IPI: ‘It's hard to measure how successful innovation is’

The word innovation has been misused and overused in the wrong context in commercials and in marketing statements, according to Prof Dr Ingo Buren, director, science and technology, IPI (International Packaging Institute).

To keep a company alive, you need to find a balance between innovation and EBIT/NOA RONOA (Return On Net Operating Assets), to recognize the full business processes and to give room for creativity, he said. 

DUI (Doing, Using, Interacting)

Speaking at this year’s EuroPack Summit in Monaco, France, Dr Buren said to increase your RONOA while staying a true packaging innovator, companies need to practice DUI (Doing, Using, Interacting), working with their customers from the bottom of the supply chain to the top, looking at other markets and partners, technology carriers and how to control innovative processes. 

We are living in a world categorized by articles which have a product lifestyle of three years or less. In packaging, a technological issue might take days, weeks or months to develop. A package takes a year to two years to develop, a packaging line three years and a packaging system 10 years plus,” added Buren. 

How does innovation take place in such an environment which has to be somehow measured. Many people in packaging think innovation is like Andy Warhol’s Campbell’s soup cans but it involves more long term development

Compared to other industries packaging is not innovative at all, because it has to work with shorter lifecycles. There is an innovation backlog and no use of centrally working with all parts of the supply chain, no innovator culture. Some of that may be due to the fact it’s hard to measure how successful innovation is.” 

Buren teaches people who are interested in packaging across the whole packaging supply chain at IPI with education seminars. It also has a master of engineering course in packaging technology in Switzerland. 

Innovation is the process from idea to application

He believes innovation is the process from idea to application; better solutions to meet requirements and needs; better quality, durability, service, price; better job satisfaction; breaking into other markets and society’s catalyst to grow. 

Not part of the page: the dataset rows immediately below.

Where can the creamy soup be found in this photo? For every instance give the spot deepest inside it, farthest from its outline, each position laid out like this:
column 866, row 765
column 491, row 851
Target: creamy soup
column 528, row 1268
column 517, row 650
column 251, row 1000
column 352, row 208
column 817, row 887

It’s the only thing that makes growth happen; but the downsides are uncertainty, risks, complexity amid many conflicts,” he said. 

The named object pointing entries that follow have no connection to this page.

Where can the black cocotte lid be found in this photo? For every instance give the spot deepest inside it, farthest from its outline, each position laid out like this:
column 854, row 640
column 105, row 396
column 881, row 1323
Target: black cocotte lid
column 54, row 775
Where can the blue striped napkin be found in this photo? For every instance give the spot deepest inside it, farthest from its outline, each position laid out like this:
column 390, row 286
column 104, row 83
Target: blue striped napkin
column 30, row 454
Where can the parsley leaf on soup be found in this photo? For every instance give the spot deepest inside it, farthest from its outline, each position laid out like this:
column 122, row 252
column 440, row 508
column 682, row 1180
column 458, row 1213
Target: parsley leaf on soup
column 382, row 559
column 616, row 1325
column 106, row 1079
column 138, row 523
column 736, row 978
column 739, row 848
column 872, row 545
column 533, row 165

If look at what is going on in a company it involves technology and business processes, design and regulations. You can make a lot of money with good products. But you need to sell them right using the right machinery and equipment, using EBIT to improve ratio and to keep NOA down

The problem is what is going to happen with your net operating assets, when you need more money to do certain types of packaging ie bio materials, sustainability, that’s expensive. Who is going to pay for it being green.

Equipment is tricky. Using a single machine might be more expensive but the overall process is much improved.” 

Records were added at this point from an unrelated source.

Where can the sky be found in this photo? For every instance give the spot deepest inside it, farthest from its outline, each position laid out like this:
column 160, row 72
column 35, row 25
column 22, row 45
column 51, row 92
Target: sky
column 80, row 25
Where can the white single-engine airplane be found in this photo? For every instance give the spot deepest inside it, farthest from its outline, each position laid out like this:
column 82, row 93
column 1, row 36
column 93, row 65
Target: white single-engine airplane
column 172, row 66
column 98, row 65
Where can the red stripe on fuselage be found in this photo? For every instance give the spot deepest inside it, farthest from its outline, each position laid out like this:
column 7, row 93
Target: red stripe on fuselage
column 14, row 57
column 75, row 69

According to Buren, outside innovations are not under the control of your business, for example self-service check-out tills in supermarkets. 

“We have no idea what IT is going to build in the next 15 years, or how far the internet will go in terms of what it can do for packaging. These outside influences force companies to build operating assets they had never thought of,” he said. 

Sustainability; government policies and regulations can force firms to do things they never expected. You can be forced to invest in areas you never thought of

If you are careful, you might find you can build your own innovative processes to take advantage of what the world is doing, ie packaging that can talk to each other, industry 4.0 and how the packaging industry will evolve with that.”